Here's the final Workout view:
With this view in place, then I duplicated the worksheet and moved pills around, turned off the tooltip for Requests (since the dimension is only needed to get the calcs right, not for display purposes), set the Mark type & Color, synchronized the axes, and moved the First Filter calc to the Filters Shelf and set it to Filter for True. This has two effects on the view: First, it stops Tableau from having to do any computation with regards to the Null values being returned for the padded out data. This can result in significant performance improvements in cases where there are thousands or more of Null marks. Second, it enables Tableau's Bar Marks to have their labels on top. (Without this we'd need to do a workaround using an invisible reference line). Here's the view:
From here you could hide the right-hand axis, change the axis legend, edit the aliases of the measures, change the date format, etc. to get your desired view.

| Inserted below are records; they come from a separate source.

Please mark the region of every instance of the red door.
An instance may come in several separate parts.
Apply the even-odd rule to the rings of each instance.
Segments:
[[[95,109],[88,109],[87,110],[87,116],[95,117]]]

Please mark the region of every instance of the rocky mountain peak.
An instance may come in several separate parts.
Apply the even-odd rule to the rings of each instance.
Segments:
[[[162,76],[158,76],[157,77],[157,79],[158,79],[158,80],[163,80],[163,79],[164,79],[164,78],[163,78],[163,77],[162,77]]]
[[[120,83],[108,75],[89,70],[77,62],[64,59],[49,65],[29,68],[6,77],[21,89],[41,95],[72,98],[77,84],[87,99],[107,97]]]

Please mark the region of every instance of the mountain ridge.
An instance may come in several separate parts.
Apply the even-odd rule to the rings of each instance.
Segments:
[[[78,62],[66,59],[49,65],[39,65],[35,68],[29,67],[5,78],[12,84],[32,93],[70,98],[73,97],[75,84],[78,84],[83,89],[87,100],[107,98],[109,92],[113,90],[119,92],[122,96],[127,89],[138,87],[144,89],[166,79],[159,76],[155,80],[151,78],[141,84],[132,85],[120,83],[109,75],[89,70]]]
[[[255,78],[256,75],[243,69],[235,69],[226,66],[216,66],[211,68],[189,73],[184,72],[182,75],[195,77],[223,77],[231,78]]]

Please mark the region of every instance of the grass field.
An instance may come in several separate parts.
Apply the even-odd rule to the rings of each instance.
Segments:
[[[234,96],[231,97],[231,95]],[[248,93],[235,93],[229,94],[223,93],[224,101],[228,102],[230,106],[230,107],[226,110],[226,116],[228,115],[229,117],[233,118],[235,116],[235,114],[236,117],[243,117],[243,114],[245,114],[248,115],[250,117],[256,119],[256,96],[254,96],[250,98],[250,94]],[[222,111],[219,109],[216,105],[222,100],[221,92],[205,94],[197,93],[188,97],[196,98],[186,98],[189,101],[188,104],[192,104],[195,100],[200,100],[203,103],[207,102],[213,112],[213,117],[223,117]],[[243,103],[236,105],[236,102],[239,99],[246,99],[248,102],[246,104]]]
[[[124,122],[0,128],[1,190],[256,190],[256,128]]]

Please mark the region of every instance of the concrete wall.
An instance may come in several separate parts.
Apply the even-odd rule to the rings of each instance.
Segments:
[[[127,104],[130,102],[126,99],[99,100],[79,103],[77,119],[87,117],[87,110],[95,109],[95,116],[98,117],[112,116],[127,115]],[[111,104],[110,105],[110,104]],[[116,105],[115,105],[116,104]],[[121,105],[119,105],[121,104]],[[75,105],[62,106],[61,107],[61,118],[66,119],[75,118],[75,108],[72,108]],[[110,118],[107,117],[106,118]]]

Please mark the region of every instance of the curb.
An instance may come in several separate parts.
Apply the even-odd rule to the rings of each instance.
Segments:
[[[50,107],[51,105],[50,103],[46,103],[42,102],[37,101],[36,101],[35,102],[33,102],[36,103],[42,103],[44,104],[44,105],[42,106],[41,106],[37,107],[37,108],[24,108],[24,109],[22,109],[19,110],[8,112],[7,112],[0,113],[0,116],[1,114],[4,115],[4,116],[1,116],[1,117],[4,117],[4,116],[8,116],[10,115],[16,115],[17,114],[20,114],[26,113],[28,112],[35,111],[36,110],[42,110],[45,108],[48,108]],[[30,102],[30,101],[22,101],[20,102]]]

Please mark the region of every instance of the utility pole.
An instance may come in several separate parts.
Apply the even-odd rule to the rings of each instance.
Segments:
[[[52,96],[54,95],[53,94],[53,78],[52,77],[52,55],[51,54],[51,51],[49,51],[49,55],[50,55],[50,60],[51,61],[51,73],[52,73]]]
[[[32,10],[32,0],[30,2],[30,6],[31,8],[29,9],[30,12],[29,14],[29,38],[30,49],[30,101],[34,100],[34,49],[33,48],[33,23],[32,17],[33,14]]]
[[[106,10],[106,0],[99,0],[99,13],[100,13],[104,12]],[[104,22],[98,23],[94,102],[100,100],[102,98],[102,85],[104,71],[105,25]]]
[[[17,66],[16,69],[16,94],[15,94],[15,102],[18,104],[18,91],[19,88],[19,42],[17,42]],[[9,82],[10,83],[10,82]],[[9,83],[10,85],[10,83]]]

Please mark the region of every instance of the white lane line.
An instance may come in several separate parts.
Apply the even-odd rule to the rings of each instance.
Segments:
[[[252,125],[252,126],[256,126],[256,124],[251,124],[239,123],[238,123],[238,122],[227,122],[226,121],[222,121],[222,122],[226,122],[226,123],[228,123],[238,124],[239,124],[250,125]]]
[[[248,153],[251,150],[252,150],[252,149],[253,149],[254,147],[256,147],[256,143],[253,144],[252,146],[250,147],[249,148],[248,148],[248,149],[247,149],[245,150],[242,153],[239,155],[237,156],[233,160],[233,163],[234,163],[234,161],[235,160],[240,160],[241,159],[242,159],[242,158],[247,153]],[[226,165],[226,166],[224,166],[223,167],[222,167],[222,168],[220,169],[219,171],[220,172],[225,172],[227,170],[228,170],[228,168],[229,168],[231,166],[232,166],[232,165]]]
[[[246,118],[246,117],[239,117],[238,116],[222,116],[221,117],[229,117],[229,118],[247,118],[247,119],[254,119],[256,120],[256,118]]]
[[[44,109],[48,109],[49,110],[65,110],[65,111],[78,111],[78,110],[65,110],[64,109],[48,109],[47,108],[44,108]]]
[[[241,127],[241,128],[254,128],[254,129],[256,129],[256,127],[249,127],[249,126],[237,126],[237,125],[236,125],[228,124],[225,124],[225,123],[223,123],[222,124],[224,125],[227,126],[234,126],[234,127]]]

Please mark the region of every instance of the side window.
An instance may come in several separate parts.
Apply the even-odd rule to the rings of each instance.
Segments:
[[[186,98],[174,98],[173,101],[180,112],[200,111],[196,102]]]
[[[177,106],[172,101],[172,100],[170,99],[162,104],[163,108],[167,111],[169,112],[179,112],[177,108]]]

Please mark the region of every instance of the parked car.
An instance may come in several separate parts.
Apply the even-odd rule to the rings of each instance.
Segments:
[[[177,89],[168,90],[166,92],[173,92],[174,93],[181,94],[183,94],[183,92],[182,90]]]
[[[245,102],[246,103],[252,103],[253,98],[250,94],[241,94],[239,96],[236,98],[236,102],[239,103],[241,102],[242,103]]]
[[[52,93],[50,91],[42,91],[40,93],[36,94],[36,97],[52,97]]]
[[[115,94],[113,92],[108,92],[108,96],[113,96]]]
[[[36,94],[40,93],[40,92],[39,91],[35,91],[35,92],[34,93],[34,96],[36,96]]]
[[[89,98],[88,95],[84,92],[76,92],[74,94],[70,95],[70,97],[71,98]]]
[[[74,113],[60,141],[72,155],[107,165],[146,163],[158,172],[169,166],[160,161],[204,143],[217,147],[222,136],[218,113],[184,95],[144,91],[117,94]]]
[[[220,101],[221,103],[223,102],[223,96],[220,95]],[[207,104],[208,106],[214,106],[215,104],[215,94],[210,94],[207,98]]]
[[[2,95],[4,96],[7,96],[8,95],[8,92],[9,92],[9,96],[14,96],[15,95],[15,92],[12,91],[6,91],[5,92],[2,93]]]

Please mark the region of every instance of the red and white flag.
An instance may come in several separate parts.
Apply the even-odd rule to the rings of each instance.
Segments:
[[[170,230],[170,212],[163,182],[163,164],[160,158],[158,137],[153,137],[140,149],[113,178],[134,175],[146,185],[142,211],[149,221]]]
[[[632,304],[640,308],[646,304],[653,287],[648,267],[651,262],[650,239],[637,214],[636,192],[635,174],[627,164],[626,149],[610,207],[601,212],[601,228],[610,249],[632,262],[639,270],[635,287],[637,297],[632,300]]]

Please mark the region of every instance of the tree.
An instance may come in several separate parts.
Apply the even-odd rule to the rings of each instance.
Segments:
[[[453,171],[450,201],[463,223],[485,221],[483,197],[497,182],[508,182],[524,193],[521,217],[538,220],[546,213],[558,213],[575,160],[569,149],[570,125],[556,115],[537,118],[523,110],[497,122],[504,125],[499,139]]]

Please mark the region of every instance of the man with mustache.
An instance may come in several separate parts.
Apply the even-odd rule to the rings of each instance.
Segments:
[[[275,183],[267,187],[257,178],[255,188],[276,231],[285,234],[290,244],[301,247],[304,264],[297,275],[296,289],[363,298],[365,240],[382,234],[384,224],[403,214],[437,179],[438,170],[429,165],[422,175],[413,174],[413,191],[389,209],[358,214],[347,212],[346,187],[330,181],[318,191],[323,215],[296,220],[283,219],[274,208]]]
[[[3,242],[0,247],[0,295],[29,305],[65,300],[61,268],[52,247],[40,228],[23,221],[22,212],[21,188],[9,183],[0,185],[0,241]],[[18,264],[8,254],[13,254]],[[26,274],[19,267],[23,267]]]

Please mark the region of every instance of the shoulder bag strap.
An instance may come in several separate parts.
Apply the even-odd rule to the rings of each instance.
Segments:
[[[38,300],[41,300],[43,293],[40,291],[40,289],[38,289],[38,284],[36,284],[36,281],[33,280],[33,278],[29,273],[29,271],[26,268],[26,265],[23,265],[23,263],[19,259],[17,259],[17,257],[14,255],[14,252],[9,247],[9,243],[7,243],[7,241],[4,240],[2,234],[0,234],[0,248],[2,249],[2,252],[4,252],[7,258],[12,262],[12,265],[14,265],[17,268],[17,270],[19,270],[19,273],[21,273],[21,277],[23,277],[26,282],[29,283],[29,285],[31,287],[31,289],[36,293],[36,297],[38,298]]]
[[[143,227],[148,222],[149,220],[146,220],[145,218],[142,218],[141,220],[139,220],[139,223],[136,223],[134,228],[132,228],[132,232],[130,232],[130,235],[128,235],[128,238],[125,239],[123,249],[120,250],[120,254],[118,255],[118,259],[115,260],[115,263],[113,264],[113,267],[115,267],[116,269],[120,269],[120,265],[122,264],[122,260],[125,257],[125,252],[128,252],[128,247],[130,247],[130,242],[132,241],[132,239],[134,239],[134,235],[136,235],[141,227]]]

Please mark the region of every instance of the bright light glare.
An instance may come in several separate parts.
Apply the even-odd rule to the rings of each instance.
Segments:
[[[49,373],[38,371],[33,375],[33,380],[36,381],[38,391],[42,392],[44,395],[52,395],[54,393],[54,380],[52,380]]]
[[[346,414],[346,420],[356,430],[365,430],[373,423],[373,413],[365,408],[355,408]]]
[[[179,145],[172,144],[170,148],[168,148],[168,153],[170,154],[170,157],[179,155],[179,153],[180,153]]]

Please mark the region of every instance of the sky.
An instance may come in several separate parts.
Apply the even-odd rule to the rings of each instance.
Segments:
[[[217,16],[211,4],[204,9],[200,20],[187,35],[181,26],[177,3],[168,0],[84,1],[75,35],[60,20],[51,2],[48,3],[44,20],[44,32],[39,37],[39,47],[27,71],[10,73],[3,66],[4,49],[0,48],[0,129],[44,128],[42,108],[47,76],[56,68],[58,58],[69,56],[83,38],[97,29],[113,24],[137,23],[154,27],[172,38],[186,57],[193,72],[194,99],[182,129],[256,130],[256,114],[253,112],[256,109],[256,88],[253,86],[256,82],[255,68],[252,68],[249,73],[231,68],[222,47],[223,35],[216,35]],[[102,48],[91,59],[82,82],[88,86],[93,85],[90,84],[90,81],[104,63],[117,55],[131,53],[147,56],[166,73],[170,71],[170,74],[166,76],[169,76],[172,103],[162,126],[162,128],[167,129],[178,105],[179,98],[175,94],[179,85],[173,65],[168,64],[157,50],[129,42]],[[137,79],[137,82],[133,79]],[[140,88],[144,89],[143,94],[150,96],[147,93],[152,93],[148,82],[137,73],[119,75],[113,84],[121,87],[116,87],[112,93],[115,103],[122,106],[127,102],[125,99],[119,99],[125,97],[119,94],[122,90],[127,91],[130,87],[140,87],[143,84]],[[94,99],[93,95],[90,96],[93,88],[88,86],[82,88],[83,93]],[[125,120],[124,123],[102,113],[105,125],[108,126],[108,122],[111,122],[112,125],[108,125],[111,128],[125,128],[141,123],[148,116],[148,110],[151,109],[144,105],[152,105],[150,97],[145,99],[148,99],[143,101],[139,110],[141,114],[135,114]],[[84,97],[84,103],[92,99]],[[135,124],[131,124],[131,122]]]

A packaged workbook is attached, along with the original scaffold source so you can see what I did. I hope this explains what is going on, if you have any questions let me know!
Thank you for this solution Jonathan.
I've been able to adapt the solution to work with data allocations, however I'm running into some trouble allowing for start and end dates that do not fall at the beginning and the end of the month.
Is there a way to take this into consideration in the example above?